The folks who decide how we gather and protect the Chesapeake Bay's bounty may need to borrow Capt. Jack Sparrow's wacky compass to keep their bearings.
Clearly, the headline-grabbing activities of poachers last year and this year have presented the state and its fisheries managers with a window of opportunity to make sweeping changes that address sustainability, accountability and enforceability, not only on the commercial side but on the recreational side, too. But given the attention span of our lawmakers, that window won't be open very long.

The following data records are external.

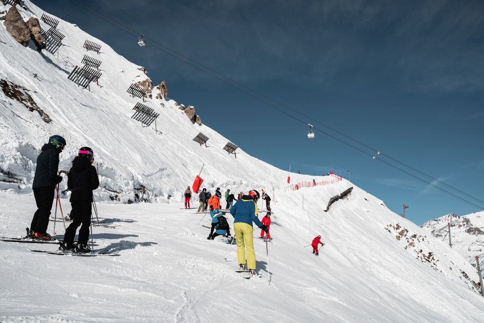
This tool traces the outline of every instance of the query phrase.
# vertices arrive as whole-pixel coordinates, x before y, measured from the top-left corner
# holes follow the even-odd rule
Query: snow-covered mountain
[[[450,224],[452,248],[475,264],[476,256],[484,255],[484,211],[462,216],[451,213],[428,221],[421,227],[448,244],[448,224]]]
[[[25,5],[19,11],[26,21],[46,13]],[[0,11],[10,7],[0,5]],[[163,134],[141,127],[131,117],[142,100],[126,93],[145,80],[140,67],[74,25],[60,21],[57,28],[66,36],[58,58],[24,48],[0,26],[0,82],[9,89],[0,93],[0,235],[21,236],[30,223],[35,158],[57,133],[68,141],[64,169],[79,147],[94,150],[102,179],[95,192],[99,216],[118,226],[95,227],[94,247],[120,255],[56,256],[30,251],[55,246],[0,241],[0,320],[481,321],[475,270],[445,242],[344,179],[291,190],[285,171],[243,147],[236,159],[229,155],[222,149],[227,138],[192,123],[167,97],[144,103],[159,113]],[[87,53],[102,62],[99,85],[92,84],[91,91],[67,78],[86,54],[86,40],[101,45],[99,54]],[[152,94],[160,97],[157,89]],[[192,140],[199,132],[209,138],[208,147]],[[202,225],[209,225],[208,217],[180,209],[179,196],[204,164],[209,189],[270,188],[273,240],[254,241],[263,278],[247,280],[235,273],[236,248],[220,237],[207,240]],[[291,177],[295,183],[333,178]],[[175,197],[166,203],[169,195]],[[137,199],[157,203],[121,203]],[[61,202],[69,213],[68,199]],[[64,227],[55,223],[61,239]],[[326,244],[319,257],[307,247],[318,234]]]

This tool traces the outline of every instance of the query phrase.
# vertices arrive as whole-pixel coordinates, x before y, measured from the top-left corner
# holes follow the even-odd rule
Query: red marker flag
[[[198,194],[198,190],[200,190],[200,187],[202,186],[203,183],[203,179],[197,175],[193,182],[193,185],[192,185],[192,190]]]

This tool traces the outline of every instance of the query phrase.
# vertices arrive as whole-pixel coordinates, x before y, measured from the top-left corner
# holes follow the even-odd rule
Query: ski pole
[[[92,253],[94,252],[94,240],[93,239],[93,232],[92,232],[92,223],[94,221],[94,218],[92,216],[92,210],[91,210],[91,253]]]
[[[59,210],[60,210],[60,215],[62,216],[62,223],[64,224],[64,231],[66,231],[66,221],[64,219],[64,212],[62,211],[62,206],[60,205],[60,197],[59,196],[59,184],[55,187],[55,189],[57,191],[57,200],[59,201]],[[57,204],[56,204],[57,205]]]
[[[97,224],[99,224],[99,218],[97,217],[97,206],[96,205],[96,200],[94,199],[94,193],[92,193],[92,201],[93,205],[94,207],[94,212],[96,213],[96,219],[97,220]],[[91,213],[91,215],[92,213]]]
[[[57,184],[57,185],[58,185],[58,184]],[[54,213],[54,235],[57,234],[57,233],[55,232],[55,223],[57,221],[57,203],[58,201],[59,198],[58,196],[57,196],[55,199],[55,213]]]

Recognizing the potential for a sea change, the Maryland Watermen's Association made the first move, hiring Pete Jensen to help protect its interests. The long-time Department of Natural Resources official ended his ties with state government in 2005 amid concerns that he was too cozy with the commercial industry.
That perception hasn't changed in the recreational and conservation communities, which were flabbergasted by the news. From experience, they know Jensen knows how things work, has the instincts of a riverboat gambler and the nerve of a man playing with the house's money.

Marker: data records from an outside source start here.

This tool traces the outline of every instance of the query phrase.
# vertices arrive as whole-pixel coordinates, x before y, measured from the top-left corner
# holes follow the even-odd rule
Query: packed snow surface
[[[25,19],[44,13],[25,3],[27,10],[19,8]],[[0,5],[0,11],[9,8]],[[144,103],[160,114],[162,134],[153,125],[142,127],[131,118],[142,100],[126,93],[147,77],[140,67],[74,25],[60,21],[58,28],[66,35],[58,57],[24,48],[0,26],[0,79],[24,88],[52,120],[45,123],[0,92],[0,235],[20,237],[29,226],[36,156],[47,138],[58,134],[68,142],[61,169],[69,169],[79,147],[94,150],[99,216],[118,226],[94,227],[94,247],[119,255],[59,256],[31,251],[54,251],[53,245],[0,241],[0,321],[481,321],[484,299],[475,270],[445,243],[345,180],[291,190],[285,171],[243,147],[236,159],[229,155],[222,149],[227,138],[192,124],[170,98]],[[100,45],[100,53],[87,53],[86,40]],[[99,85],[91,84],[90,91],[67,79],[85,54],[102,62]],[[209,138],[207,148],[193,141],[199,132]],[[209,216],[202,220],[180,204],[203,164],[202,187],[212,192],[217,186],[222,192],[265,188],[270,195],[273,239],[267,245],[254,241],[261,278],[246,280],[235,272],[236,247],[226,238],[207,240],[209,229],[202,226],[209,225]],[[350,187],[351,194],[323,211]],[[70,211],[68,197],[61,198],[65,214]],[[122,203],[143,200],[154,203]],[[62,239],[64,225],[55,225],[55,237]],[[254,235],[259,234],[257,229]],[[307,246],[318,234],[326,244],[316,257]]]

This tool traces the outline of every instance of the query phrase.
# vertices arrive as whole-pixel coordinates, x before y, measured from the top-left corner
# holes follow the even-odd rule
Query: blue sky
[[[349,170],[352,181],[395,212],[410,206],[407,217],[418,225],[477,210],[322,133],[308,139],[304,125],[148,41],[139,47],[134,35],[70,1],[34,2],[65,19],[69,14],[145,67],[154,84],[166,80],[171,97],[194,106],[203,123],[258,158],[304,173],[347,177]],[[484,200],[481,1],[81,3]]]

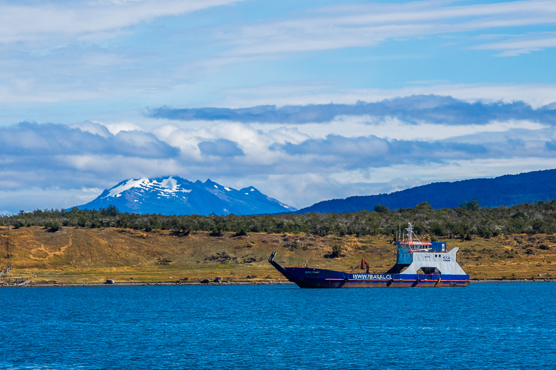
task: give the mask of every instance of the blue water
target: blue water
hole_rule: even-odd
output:
[[[555,369],[556,283],[0,289],[3,369]]]

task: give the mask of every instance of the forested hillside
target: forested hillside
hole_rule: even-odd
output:
[[[548,169],[495,178],[434,183],[390,194],[324,201],[296,213],[357,212],[373,210],[377,204],[394,210],[414,207],[424,201],[434,209],[453,208],[469,199],[477,199],[483,207],[512,206],[556,199],[555,184],[556,169]]]
[[[38,226],[52,231],[61,226],[131,228],[151,231],[172,230],[188,233],[209,231],[218,236],[229,231],[246,233],[293,233],[317,235],[391,235],[401,225],[411,221],[418,234],[469,238],[490,237],[499,234],[553,233],[556,230],[556,200],[523,203],[513,207],[480,207],[476,200],[455,208],[434,210],[427,202],[412,208],[391,210],[378,205],[373,211],[306,215],[255,216],[164,216],[121,213],[110,206],[97,210],[37,210],[3,216],[0,224],[15,228]]]

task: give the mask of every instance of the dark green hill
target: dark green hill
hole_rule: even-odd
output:
[[[547,169],[494,178],[434,183],[390,194],[324,201],[295,213],[373,210],[377,204],[395,210],[415,207],[425,201],[435,209],[452,208],[471,199],[477,199],[482,207],[512,206],[555,199],[556,169]]]

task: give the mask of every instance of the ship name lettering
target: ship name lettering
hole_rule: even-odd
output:
[[[358,280],[389,280],[392,278],[391,275],[384,275],[382,274],[378,275],[375,275],[373,274],[354,274],[352,276],[352,278]]]

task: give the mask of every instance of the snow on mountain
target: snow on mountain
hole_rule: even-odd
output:
[[[120,212],[163,215],[261,215],[296,210],[252,186],[236,190],[210,179],[192,183],[178,176],[125,180],[77,208],[99,209],[110,205]]]

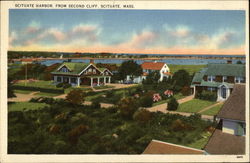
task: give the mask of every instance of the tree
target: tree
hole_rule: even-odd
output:
[[[177,92],[179,92],[184,86],[189,86],[190,83],[191,79],[186,70],[179,70],[175,72],[172,77],[172,84]]]
[[[174,97],[172,97],[168,101],[168,108],[167,108],[167,110],[177,110],[178,106],[179,106],[178,101]]]
[[[66,101],[74,104],[80,105],[84,102],[85,93],[80,89],[73,89],[66,96]]]
[[[123,117],[132,118],[134,112],[138,109],[138,104],[133,98],[123,98],[119,101],[118,108]]]
[[[119,78],[124,80],[127,75],[133,80],[134,77],[140,76],[142,74],[142,68],[133,60],[125,61],[118,68]]]
[[[158,84],[159,79],[159,71],[153,71],[148,74],[147,78],[143,81],[143,84]]]

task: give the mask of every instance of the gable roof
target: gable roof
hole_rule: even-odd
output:
[[[148,70],[161,70],[164,65],[164,62],[144,62],[141,67]]]
[[[245,77],[245,68],[244,64],[208,64],[205,75]]]
[[[245,121],[245,85],[235,84],[232,94],[222,106],[217,117]]]
[[[143,154],[204,154],[204,152],[195,148],[152,140]]]
[[[204,149],[208,154],[245,154],[245,136],[216,129]]]

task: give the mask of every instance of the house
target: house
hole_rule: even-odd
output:
[[[107,68],[98,68],[93,62],[89,64],[64,62],[51,74],[54,83],[69,83],[73,86],[105,85],[110,83],[113,75]]]
[[[142,154],[205,154],[205,151],[182,145],[152,140]]]
[[[191,88],[196,95],[203,90],[217,92],[217,101],[226,100],[236,83],[245,83],[244,64],[208,64],[206,68],[196,73]]]
[[[208,154],[244,154],[246,134],[245,85],[235,84],[219,111],[219,125],[205,146]]]
[[[143,74],[141,76],[135,77],[133,79],[134,83],[141,83],[149,73],[158,71],[160,73],[160,79],[159,81],[162,81],[164,77],[168,78],[171,74],[169,67],[164,62],[144,62],[141,64]],[[127,76],[127,81],[131,81],[131,76]]]

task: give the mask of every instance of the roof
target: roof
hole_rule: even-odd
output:
[[[195,73],[192,83],[201,83],[203,76],[204,76],[204,72]]]
[[[143,154],[204,154],[204,152],[195,148],[152,140]]]
[[[164,65],[164,62],[144,62],[141,67],[147,70],[161,70]]]
[[[245,136],[236,136],[216,129],[205,146],[209,154],[244,154]]]
[[[205,75],[245,77],[245,68],[244,64],[208,64]]]
[[[217,117],[245,121],[245,85],[235,84],[232,94],[226,100]]]

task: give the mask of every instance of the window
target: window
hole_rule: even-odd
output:
[[[207,81],[209,81],[209,82],[215,81],[215,76],[208,76]]]
[[[222,82],[226,82],[227,81],[227,76],[223,76],[222,77]]]
[[[243,77],[235,77],[235,83],[244,83]]]
[[[215,87],[207,87],[207,90],[212,92],[212,91],[215,91],[216,88]]]
[[[71,78],[71,83],[76,83],[76,78]]]
[[[62,78],[60,76],[57,77],[57,82],[61,82]]]

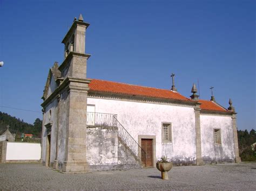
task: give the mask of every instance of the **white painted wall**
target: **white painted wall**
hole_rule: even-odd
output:
[[[193,108],[88,98],[95,112],[117,114],[118,120],[138,142],[138,135],[156,137],[156,157],[172,160],[196,160],[196,129]],[[172,143],[162,143],[161,123],[172,123]],[[162,147],[163,145],[163,147]]]
[[[7,143],[6,160],[40,160],[40,143]]]
[[[206,161],[234,159],[234,135],[231,117],[200,116],[202,157]],[[220,129],[221,144],[214,141],[214,129]]]

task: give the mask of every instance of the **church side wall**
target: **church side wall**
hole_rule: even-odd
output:
[[[231,117],[201,115],[200,119],[202,158],[205,162],[234,162]],[[214,143],[214,129],[220,130],[221,144]]]
[[[138,143],[138,136],[156,137],[157,159],[167,155],[174,163],[194,164],[196,129],[193,108],[88,98],[95,112],[117,114],[118,120]],[[162,143],[162,123],[171,123],[172,142]]]

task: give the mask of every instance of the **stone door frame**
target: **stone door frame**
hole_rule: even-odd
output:
[[[153,155],[153,167],[156,167],[156,163],[157,163],[157,156],[156,156],[156,138],[155,135],[140,135],[138,136],[138,142],[139,145],[141,147],[142,146],[142,139],[152,139],[152,155]],[[138,154],[139,156],[140,156],[141,158],[141,153],[142,151],[139,148],[138,150]]]

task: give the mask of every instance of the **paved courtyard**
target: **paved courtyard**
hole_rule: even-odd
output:
[[[0,190],[256,190],[256,163],[63,174],[37,164],[0,164]]]

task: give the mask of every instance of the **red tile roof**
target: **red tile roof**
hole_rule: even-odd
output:
[[[89,83],[89,87],[91,91],[192,101],[191,99],[177,92],[173,92],[166,89],[131,85],[102,80],[92,79],[91,83]],[[201,109],[222,112],[227,111],[226,109],[211,101],[200,100],[199,102],[201,103],[200,106]]]
[[[149,88],[102,80],[92,80],[89,84],[90,90],[111,93],[142,96],[180,101],[190,100],[177,92],[166,89]]]
[[[199,100],[199,102],[201,103],[201,104],[200,105],[200,108],[201,109],[223,112],[228,111],[227,110],[219,106],[214,102],[212,102],[211,101]]]

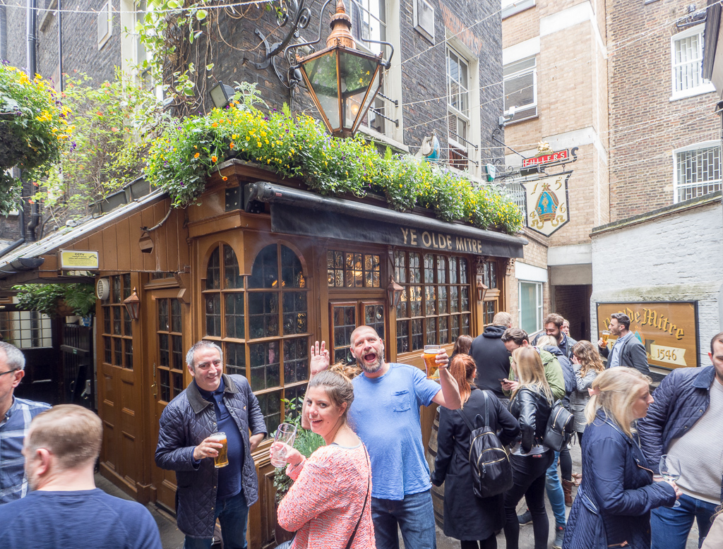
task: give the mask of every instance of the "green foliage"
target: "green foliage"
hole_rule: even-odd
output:
[[[0,215],[17,207],[22,189],[6,170],[17,165],[25,179],[39,178],[73,131],[69,114],[47,81],[0,62]]]
[[[17,306],[24,311],[37,311],[51,318],[58,315],[58,307],[67,305],[80,316],[95,310],[95,292],[92,284],[19,284]]]
[[[301,428],[301,406],[304,403],[303,397],[297,397],[293,401],[283,399],[286,410],[285,421],[296,425],[296,440],[294,447],[299,450],[305,457],[309,457],[317,449],[324,446],[324,439],[307,429]],[[286,475],[286,467],[276,467],[274,472],[273,485],[276,488],[276,502],[286,495],[291,488],[294,481]]]
[[[73,134],[35,198],[51,215],[82,216],[142,174],[147,143],[170,118],[152,92],[119,70],[99,87],[85,74],[67,78],[63,96]]]
[[[265,114],[249,104],[252,100],[187,118],[153,142],[146,176],[168,192],[174,206],[194,202],[218,163],[236,157],[301,178],[320,194],[377,193],[395,209],[431,208],[445,221],[510,233],[522,226],[518,208],[489,186],[388,150],[381,156],[361,134],[330,137],[310,116],[292,116],[286,105]]]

Jensen is expected to help the watermen negotiate the transition to a new form of blue crab management, which right now seems mired in the usual swamp of suspicion.

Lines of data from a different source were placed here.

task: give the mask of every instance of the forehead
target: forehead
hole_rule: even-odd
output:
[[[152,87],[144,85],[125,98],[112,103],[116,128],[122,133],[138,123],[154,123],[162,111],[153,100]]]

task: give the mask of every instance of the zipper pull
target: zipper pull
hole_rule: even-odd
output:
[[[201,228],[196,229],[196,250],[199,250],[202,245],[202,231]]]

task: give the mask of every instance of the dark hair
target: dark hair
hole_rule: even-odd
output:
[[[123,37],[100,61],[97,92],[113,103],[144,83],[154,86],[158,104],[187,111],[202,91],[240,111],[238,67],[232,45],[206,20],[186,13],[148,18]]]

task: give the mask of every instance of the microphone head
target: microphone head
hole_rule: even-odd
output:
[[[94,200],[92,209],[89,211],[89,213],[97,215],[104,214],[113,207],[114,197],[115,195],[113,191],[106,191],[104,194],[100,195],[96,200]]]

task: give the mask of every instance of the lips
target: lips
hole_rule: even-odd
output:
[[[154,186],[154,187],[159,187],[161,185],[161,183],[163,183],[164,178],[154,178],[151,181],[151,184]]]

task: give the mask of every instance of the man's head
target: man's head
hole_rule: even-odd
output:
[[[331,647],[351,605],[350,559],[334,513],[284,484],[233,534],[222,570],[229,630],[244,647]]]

A ballyhooed deal between the watermen, DNR and the Environmental Defense Fund to hammer out a crab deal most likely will end in August after a year of frustration and failure. EDF was paid $500,000 to coax the watermen to accept a catch shares program: DNR would give each licensed crabber a guaranteed piece of the bay-wide quota, which could be used or sold.
But the watermen mistrust catch shares, fearing a few deep-pocket interests will buy out the little guys. And no one has proven it can work here because while the winter survey provides an accurate picture of how many crabs we have to start with, the harvest reports submitted by watermen are grossly inaccurate. How can you give someone a share of something when you don't know how much you have?
Once Jensen gets whatever he can for the crabbers he might be called upon to lend his expertise on striped bass, another species sure to be debated again this year.
It's clear that lots of recreational anglers would like to see all commercial striped bass nets banned from the bay. An online petition has collected nearly 6,000 signatures from people asking DNR to eliminate gill nets, fyke nets, drift nets — everything but hairnets.
That's not likely to happen and I'll give you one good reason: Barbara Mikulski.
The state's senior senator is a formidable force on the bay. I'm talking gale-force, you-can't-shout-over-this power. Federal money to pay for bay restoration and oyster projects and to support the state's watermen flows through her.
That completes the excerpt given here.